Posted by Aaron Davidson <il...@gmail.com>.
You might be seeing the result of this patch:
https://github.com/apache/spark/commit/d069c5d9d2f6ce06389ca2ddf0b3ae4db72c5797
which was introduced in 1.1.1. This patch disabled the ability for take()
to run without launching a Spark job, which means that the latency is
significantly increased for small jobs (but not for large ones). You can
try enabling local execution and seeing if your problem goes away.

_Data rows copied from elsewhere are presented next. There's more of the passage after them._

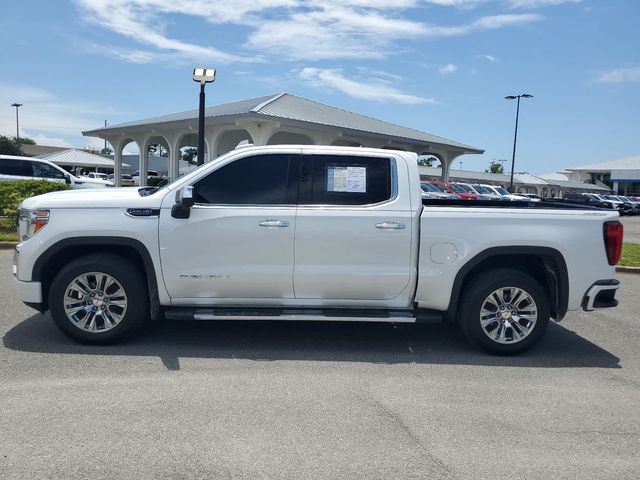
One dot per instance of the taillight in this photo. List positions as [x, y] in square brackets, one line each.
[613, 241]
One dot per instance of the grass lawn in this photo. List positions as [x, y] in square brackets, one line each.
[630, 255]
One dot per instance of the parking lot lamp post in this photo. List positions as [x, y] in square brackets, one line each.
[204, 76]
[515, 135]
[17, 105]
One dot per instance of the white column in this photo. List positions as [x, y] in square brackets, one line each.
[144, 163]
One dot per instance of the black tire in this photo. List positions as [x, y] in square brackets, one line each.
[478, 291]
[131, 281]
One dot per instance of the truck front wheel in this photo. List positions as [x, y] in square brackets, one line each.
[504, 311]
[99, 298]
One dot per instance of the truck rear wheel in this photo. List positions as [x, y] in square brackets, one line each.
[99, 299]
[504, 311]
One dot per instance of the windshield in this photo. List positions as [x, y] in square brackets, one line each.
[457, 188]
[480, 189]
[466, 188]
[429, 187]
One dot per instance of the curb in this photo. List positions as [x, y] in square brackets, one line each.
[8, 245]
[623, 269]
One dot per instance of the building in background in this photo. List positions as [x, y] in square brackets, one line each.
[622, 175]
[281, 119]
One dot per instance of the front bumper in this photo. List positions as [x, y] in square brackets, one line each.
[30, 292]
[602, 294]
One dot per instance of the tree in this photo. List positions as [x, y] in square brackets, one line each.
[9, 146]
[190, 154]
[495, 167]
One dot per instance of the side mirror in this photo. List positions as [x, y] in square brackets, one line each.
[184, 202]
[184, 197]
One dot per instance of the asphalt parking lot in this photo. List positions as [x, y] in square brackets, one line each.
[306, 401]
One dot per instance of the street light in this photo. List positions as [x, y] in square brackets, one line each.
[204, 76]
[17, 105]
[515, 135]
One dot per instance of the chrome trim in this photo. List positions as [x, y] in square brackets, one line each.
[593, 292]
[508, 315]
[204, 315]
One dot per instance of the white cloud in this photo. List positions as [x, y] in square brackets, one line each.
[447, 69]
[620, 75]
[539, 3]
[294, 29]
[370, 89]
[48, 118]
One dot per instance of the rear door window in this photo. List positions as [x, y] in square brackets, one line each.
[345, 180]
[255, 180]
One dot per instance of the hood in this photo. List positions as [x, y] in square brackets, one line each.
[98, 198]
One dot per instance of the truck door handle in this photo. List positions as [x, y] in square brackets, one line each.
[390, 226]
[274, 223]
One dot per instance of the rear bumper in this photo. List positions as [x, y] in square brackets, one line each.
[602, 294]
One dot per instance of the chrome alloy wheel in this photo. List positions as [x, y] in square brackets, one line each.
[95, 302]
[508, 315]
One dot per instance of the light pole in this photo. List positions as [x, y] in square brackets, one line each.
[204, 76]
[515, 135]
[17, 105]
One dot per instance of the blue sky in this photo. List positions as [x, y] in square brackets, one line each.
[441, 66]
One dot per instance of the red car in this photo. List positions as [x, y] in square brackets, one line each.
[455, 189]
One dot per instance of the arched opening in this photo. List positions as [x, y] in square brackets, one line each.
[289, 138]
[429, 160]
[230, 139]
[342, 142]
[157, 160]
[187, 153]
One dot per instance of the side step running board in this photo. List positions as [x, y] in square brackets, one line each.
[328, 315]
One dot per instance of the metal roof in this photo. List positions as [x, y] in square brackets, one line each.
[79, 158]
[469, 176]
[624, 163]
[285, 106]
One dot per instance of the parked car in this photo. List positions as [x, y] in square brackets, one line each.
[625, 207]
[126, 179]
[470, 189]
[28, 168]
[455, 189]
[592, 200]
[634, 206]
[98, 175]
[188, 250]
[505, 193]
[431, 191]
[136, 176]
[534, 197]
[489, 193]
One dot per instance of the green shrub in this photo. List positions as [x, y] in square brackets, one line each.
[14, 192]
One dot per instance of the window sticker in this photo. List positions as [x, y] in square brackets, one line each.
[346, 179]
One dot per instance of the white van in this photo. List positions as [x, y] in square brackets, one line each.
[27, 168]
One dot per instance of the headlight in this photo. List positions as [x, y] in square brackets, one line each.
[31, 222]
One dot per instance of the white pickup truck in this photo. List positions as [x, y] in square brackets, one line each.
[311, 233]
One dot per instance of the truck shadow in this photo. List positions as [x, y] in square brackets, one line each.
[309, 341]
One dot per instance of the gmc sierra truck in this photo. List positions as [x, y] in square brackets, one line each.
[311, 233]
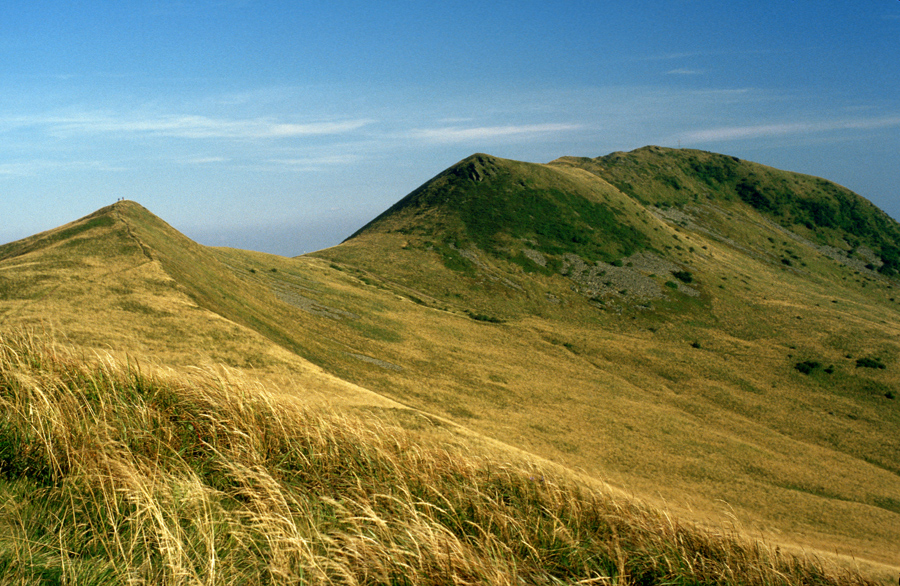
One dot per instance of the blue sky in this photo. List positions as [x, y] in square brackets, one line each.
[285, 126]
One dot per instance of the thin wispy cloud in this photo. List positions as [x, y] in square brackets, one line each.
[450, 134]
[181, 126]
[685, 72]
[729, 133]
[43, 166]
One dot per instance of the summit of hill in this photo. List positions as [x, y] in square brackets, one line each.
[715, 336]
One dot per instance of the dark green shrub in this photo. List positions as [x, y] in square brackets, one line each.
[807, 366]
[684, 276]
[869, 363]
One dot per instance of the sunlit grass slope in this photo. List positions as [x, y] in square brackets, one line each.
[111, 475]
[722, 362]
[703, 352]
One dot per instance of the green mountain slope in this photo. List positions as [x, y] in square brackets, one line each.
[684, 344]
[707, 346]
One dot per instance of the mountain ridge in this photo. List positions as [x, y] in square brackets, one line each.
[718, 355]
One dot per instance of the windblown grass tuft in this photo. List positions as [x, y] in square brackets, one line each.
[111, 474]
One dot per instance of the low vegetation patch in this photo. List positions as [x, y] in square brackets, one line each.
[109, 475]
[870, 363]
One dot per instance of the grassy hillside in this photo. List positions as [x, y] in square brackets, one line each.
[110, 475]
[724, 360]
[731, 366]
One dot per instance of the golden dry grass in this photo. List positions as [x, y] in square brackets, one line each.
[112, 475]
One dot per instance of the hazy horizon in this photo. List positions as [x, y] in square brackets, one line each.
[236, 120]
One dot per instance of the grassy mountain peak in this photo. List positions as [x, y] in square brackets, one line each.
[645, 318]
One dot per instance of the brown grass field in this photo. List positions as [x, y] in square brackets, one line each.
[681, 413]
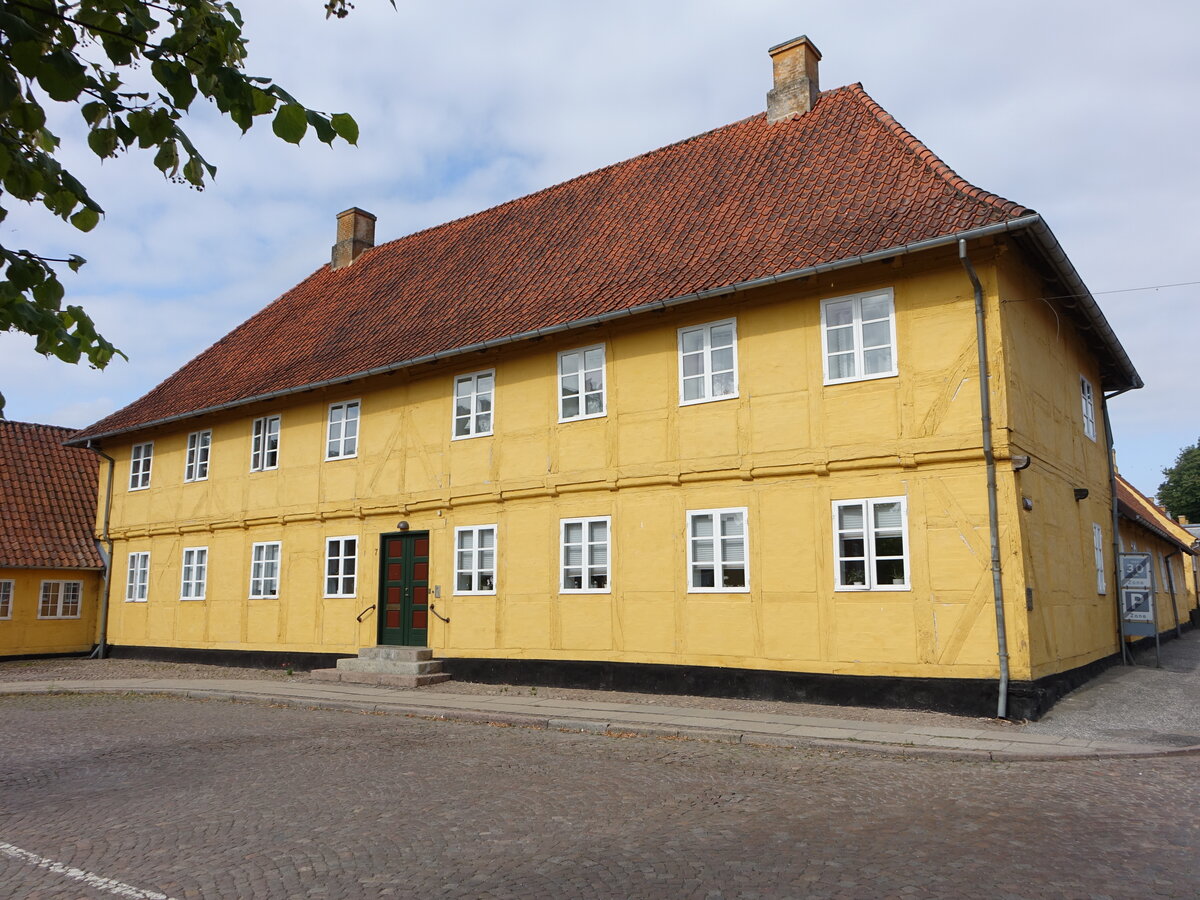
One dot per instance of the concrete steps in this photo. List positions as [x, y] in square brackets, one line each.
[394, 666]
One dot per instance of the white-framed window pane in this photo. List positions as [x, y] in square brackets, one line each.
[342, 431]
[196, 466]
[341, 567]
[581, 393]
[475, 559]
[585, 555]
[859, 336]
[137, 582]
[473, 403]
[195, 574]
[141, 459]
[870, 544]
[708, 361]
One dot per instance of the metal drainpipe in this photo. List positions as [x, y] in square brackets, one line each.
[1116, 522]
[997, 587]
[107, 553]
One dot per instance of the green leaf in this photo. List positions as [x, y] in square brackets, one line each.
[346, 127]
[85, 219]
[291, 123]
[102, 142]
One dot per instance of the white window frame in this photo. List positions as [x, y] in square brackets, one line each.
[474, 569]
[587, 569]
[706, 355]
[141, 462]
[857, 331]
[472, 418]
[137, 577]
[262, 456]
[581, 373]
[342, 436]
[60, 588]
[193, 576]
[196, 462]
[719, 562]
[1087, 399]
[868, 505]
[264, 569]
[337, 561]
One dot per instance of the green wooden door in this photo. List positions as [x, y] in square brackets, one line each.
[405, 589]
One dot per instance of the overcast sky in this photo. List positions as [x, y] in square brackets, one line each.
[1086, 112]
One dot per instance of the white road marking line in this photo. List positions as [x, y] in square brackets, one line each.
[117, 888]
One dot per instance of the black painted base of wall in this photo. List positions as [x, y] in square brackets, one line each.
[77, 654]
[961, 696]
[250, 659]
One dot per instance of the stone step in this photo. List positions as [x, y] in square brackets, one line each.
[353, 664]
[382, 678]
[403, 654]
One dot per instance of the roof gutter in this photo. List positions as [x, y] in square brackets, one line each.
[1032, 222]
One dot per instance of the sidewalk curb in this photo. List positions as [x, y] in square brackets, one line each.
[615, 727]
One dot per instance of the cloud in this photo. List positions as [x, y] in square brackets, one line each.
[1077, 112]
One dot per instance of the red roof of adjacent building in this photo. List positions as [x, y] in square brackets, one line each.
[1134, 505]
[47, 499]
[743, 202]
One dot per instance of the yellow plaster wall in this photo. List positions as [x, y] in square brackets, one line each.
[25, 634]
[1071, 623]
[785, 448]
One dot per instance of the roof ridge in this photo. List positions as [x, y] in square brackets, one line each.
[39, 425]
[557, 185]
[933, 161]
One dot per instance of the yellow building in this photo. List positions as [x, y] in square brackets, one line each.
[1144, 528]
[708, 419]
[51, 567]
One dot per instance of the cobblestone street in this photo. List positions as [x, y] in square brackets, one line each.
[117, 796]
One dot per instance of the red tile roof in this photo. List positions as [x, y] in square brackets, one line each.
[738, 203]
[1134, 505]
[47, 499]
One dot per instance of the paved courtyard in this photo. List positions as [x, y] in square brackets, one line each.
[144, 797]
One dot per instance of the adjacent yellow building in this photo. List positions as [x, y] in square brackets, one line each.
[51, 567]
[709, 419]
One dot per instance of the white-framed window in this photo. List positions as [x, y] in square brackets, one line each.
[342, 436]
[1087, 399]
[195, 577]
[718, 547]
[264, 445]
[708, 361]
[585, 555]
[264, 570]
[341, 567]
[581, 384]
[139, 466]
[60, 600]
[474, 561]
[870, 543]
[473, 403]
[137, 580]
[859, 335]
[196, 463]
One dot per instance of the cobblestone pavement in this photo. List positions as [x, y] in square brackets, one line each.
[215, 799]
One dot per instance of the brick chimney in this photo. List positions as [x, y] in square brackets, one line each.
[796, 78]
[355, 235]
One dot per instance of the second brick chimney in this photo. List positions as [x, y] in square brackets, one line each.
[796, 78]
[355, 235]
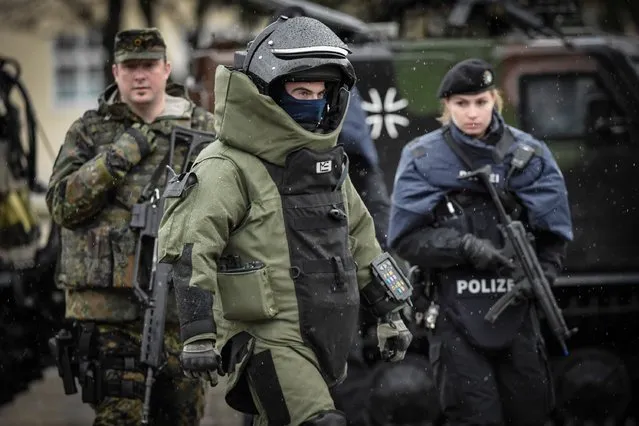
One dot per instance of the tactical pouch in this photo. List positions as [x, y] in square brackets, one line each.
[100, 257]
[246, 294]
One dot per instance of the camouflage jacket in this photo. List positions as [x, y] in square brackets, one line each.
[93, 207]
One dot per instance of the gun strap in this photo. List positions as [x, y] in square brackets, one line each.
[155, 178]
[505, 196]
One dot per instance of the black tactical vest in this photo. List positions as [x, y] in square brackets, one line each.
[466, 294]
[322, 266]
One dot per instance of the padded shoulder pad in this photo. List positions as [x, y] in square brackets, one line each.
[180, 184]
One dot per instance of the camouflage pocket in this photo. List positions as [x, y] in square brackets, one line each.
[123, 245]
[98, 257]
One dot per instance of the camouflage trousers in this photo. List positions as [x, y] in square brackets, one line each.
[175, 399]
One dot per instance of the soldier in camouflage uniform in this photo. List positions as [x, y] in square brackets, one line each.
[108, 156]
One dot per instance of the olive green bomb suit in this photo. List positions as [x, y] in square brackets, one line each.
[286, 316]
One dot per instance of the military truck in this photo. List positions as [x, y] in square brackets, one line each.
[31, 306]
[580, 94]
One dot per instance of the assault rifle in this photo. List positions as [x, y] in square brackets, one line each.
[527, 257]
[146, 217]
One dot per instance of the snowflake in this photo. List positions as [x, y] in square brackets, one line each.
[382, 115]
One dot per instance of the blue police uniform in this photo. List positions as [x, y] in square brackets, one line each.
[486, 374]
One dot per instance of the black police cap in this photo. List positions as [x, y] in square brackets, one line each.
[467, 77]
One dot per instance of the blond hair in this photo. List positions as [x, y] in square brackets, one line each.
[445, 118]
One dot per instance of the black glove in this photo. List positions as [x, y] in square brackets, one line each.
[393, 338]
[200, 359]
[482, 254]
[130, 148]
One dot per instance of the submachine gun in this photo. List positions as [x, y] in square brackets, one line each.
[527, 257]
[146, 218]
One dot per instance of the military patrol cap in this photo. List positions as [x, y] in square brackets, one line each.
[467, 77]
[144, 43]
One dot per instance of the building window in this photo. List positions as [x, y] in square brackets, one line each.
[79, 69]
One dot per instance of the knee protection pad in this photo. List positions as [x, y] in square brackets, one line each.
[327, 418]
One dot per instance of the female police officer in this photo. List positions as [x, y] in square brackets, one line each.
[487, 374]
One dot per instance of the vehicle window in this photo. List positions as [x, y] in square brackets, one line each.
[554, 106]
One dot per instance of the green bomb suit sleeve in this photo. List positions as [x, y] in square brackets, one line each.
[361, 230]
[193, 233]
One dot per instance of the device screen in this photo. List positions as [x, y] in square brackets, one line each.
[393, 281]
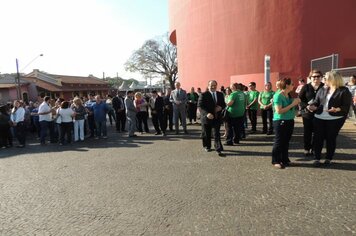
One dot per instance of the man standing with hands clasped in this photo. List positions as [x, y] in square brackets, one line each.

On Wed, Feb 18, 2015 at 5:10 PM, Matt Cheah <mc...@palantir.com> wrote:
> I actually tested Spark 1.2.0 with the code in the rdd.take() method
> swapped out for what was in Spark 1.0.2. The run time was still slower,
> which indicates to me something at work lower in the stack.
>
> -Matt Cheah
>
> On 2/18/15, 4:54 PM, "Patrick Wendell" <pw...@gmail.com> wrote:
>
> >I believe the heuristic governing the way that take() decides to fetch
> >partitions changed between these versions. It could be that in certain
> >cases the new heuristic is worse, but it might be good to just look at
> >the source code and see, for your number of elements taken and number
> >of partitions, if there was any effective change in how aggressively
> >spark fetched partitions.
> >
> >This was quite a while ago, but I think the change was made because in
> >many cases the newer code works more efficiently.
> >
> >- Patrick
> >
> >On Wed, Feb 18, 2015 at 4:47 PM, Matt Cheah <mc...@palantir.com> wrote:
> >> Hi everyone,
> >>
> >> Between Spark 1.0.2 and Spark 1.1.1, I have noticed that rdd.take()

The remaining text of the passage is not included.